L'incerto avvenire della Banca Carige, tra molte azioni giudiziarie
di Paolo Lingua
Si fa più complessa la già tormentata vicenda della Banca Carige, per il momento ferma in attesa dell’evoluzione del mercato ma ancora lontana da una possibile ripresa condizionata da poco probabili aumenti di capitale “esterni” o dal possibile inserimento un struttura finanziarie di maggior respiro. Non si deciderà nulla sino a che non saranno chiariti troppi aspetti ancora irresoluti del passato.
Ieri il gruppo Malacalza, già azionista di riferimento con oltre il 27% del pacchetto azionario poi ridimensionato nel corso dei più recenti consigli d’amministrazione, ha segnato un importante punto a proprio favore. La corte di giustizia europea ha accolto il ricorso del gruppo contro la Bce che aveva rifiutato di mettere a loro disposizione la documentazione sull’aumento del capitale, deciso dai consigli d’amministrazione Modiano-Innocenzi tra la fine del 2018 e l’inizio del 2019.
I Malacalza si erano opposti e poi la banca era stata commissariata affidando la gestione sempre a Modiano e a Innocenzi, con l’aggiunta di Lener. Ora però la situazione è ribaltata e, esaminate la documentazione e le motivazioni, il gruppo ex azionista di riferimento potrebbe aprire nuove azioni giudiziarie, mentre prosegue per conto proprio l’altra azione promossa dai Malacalza per il recupero del danno finanziario subito, oltre 400 milioni. Non solo: è in corso anche un’azione penale della procura di Milano in margine alle decisioni e alla scelte dell’ex amministratore delegato Fiorentino, per la gestione che ha preceduto Modiano e Innocenzi.
In parole povere, la Carige, anche se gli attuali amministratori sono estranei alle vicende precedenti al loro insediamento, è circondata da azioni giudiziarie civili e penali che, sia pure con il rallentamento della giustizia di questi mesi legato alla vicenda del coronavirus, condizionano le sue future strategie. Nel corso di otto anni, da quando scoppiò il primo scandalo legato alla gestione di Giovanni Berneschi, l’istituto che è stato per oltre mezzo secolo il sindaco dell’attività bancaria e di raccolta del risparmio della Liguria, centro di potere della vecchia Dc di Paolo Emilio Taviani, ha conosciuto solo vicende infelici.
L’ingresso in campo del gruppo Malacalza con un massiccio investimento di capitali freschi sembrava aver consentito il rialzo della testa della Carige.
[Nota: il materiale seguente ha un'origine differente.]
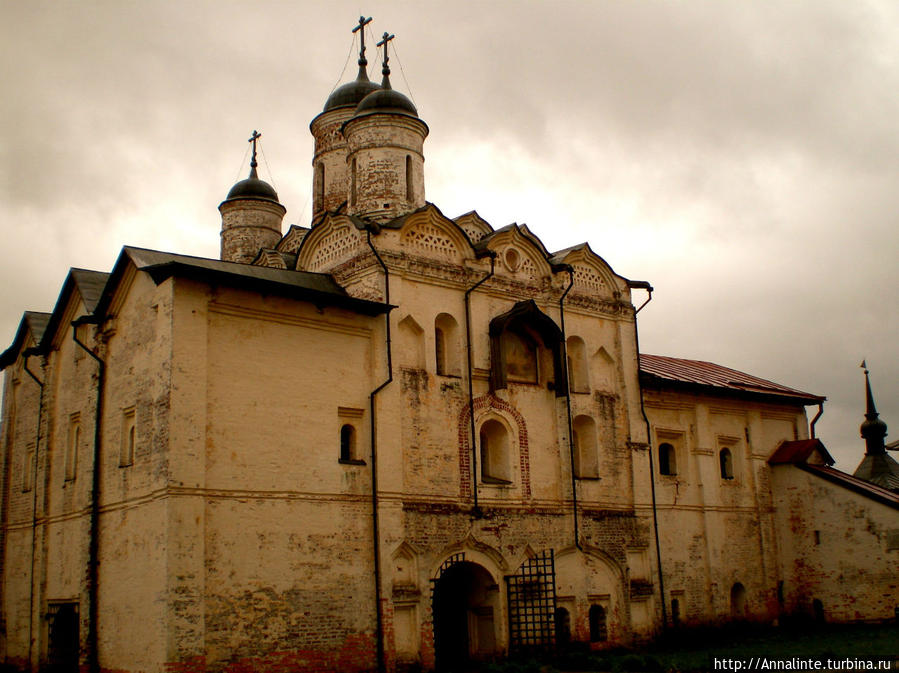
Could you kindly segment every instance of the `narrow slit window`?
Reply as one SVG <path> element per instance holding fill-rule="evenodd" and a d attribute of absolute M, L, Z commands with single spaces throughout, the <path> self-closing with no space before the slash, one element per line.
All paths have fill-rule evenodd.
<path fill-rule="evenodd" d="M 69 417 L 69 433 L 66 442 L 65 479 L 71 481 L 75 478 L 78 467 L 78 445 L 81 444 L 81 416 L 73 414 Z"/>
<path fill-rule="evenodd" d="M 406 155 L 406 201 L 412 200 L 412 157 Z"/>
<path fill-rule="evenodd" d="M 122 444 L 119 447 L 119 467 L 134 463 L 134 449 L 137 444 L 137 423 L 134 407 L 122 411 Z"/>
Invece in pochi anni si sono succeduti tre consigli d’amministrazione oltre che un anno di commissariamento. La banca ha perduto clientele a tutti i livelli, risparmiatori, piccoli azionisti che hanno visto polverizzati i loro capitali, mentre sono state diffuse a livello altalenante notizie ottimistiche e pessimistiche. Difficile districarsi in una situazione confusa: il ritorno in Borsa, ormai bloccato da oltre un anno, appare sempre più difficile, anche perché l’esito delle numerose cause in corso potrebbe rovesciare ogni possibile strategia.
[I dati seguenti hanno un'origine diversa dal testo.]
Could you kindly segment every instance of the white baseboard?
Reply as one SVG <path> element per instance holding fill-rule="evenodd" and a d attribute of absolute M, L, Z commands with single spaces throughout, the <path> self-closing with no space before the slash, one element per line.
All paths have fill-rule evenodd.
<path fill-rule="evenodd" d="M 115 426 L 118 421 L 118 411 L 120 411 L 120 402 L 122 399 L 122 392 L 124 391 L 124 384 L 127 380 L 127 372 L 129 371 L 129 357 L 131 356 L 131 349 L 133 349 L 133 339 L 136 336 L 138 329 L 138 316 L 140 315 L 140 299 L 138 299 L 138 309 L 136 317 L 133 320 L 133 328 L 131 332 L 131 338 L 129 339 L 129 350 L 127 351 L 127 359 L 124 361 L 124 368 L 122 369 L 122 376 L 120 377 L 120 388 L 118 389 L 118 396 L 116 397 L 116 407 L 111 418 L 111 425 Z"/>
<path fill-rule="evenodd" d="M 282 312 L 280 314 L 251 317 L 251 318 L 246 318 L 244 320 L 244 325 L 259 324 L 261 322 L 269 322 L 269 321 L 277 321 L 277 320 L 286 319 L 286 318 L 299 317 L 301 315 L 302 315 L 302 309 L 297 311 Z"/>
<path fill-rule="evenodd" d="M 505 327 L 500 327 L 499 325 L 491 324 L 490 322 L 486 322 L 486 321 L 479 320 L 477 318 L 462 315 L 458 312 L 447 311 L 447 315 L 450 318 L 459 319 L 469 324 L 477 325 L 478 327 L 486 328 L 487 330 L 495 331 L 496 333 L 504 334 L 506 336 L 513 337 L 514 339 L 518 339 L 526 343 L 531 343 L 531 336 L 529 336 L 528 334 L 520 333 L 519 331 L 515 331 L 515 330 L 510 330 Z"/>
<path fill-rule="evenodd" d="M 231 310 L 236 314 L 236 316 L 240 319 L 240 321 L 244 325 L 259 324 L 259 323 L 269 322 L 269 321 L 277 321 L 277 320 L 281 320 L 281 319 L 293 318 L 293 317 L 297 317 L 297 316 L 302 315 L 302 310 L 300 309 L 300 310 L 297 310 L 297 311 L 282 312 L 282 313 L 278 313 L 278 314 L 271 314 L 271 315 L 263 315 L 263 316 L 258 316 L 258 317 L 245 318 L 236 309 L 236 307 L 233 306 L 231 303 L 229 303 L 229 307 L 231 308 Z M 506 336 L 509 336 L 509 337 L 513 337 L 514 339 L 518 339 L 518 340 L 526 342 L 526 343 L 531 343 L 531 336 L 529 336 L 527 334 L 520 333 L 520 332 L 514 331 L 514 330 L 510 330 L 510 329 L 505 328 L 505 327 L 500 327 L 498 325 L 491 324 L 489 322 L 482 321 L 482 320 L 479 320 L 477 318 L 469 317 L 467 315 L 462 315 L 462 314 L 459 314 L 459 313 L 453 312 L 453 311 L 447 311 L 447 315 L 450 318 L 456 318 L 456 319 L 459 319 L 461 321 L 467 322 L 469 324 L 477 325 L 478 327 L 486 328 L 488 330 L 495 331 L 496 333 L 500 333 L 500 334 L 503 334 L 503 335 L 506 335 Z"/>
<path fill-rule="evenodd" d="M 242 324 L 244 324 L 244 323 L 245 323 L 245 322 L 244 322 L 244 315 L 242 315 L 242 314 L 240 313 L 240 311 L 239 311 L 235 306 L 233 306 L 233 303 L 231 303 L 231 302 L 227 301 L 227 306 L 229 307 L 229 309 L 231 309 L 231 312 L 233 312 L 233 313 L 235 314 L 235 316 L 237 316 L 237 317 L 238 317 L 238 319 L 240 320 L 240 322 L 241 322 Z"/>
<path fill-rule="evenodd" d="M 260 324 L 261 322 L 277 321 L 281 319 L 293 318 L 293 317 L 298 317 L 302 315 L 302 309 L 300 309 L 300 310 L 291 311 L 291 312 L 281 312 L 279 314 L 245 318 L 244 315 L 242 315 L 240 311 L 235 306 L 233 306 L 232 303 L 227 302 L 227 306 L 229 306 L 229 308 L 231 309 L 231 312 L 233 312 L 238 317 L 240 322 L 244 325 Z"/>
Per la Carige, perso ormai il ruolo storico di leadership in Liguria, l’ipotesi più concreta potrebbe essere la sua acquisizione in un gruppo bancario di respiro nazionale cui interessi occupare gli sportelli della Liguria. Ma a questo punto la questione non solo è del “come” questo possa avvenire (impedendo che la banca sia ceduta a prezzo stracciato sul mercato) ma da “chi” dovrà gestire l’operazione, considerato che forse, in questo contesto economico generale, appare difficile il percorso di rimettere in sesto, in piena autonomia, l’istituto (che era forse il “dream” iniziale di Malacalza, con una strategia più industriale che bancaria).
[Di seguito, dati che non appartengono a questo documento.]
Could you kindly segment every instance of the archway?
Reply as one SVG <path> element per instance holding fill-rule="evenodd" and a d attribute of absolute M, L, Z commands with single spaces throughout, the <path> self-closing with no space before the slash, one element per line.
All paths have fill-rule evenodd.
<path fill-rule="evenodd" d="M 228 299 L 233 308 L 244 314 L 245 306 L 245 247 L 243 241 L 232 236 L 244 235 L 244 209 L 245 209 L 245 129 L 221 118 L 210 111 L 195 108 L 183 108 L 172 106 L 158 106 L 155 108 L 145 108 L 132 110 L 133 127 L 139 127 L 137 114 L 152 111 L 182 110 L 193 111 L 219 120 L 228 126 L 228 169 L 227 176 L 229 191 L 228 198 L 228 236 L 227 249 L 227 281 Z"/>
Ma questi interrogativi fondamentali con ogni probabilità dipenderanno dall’evoluzione delle azioni giudiziarie in corso. Si capisce che il gruppo Malacalza tende a riprender le redini della vicenda per gestire l’ultimo atto della tragedia, considerato che altri azionisti di qualche peso, anche se minori, come Volpi o Mincione, sono spariti completamente dalla scena, avendo votato a suo tempo, insieme ad altri minori locali, contro la linea Malacalza. Sono molti i nodi da districare ancora.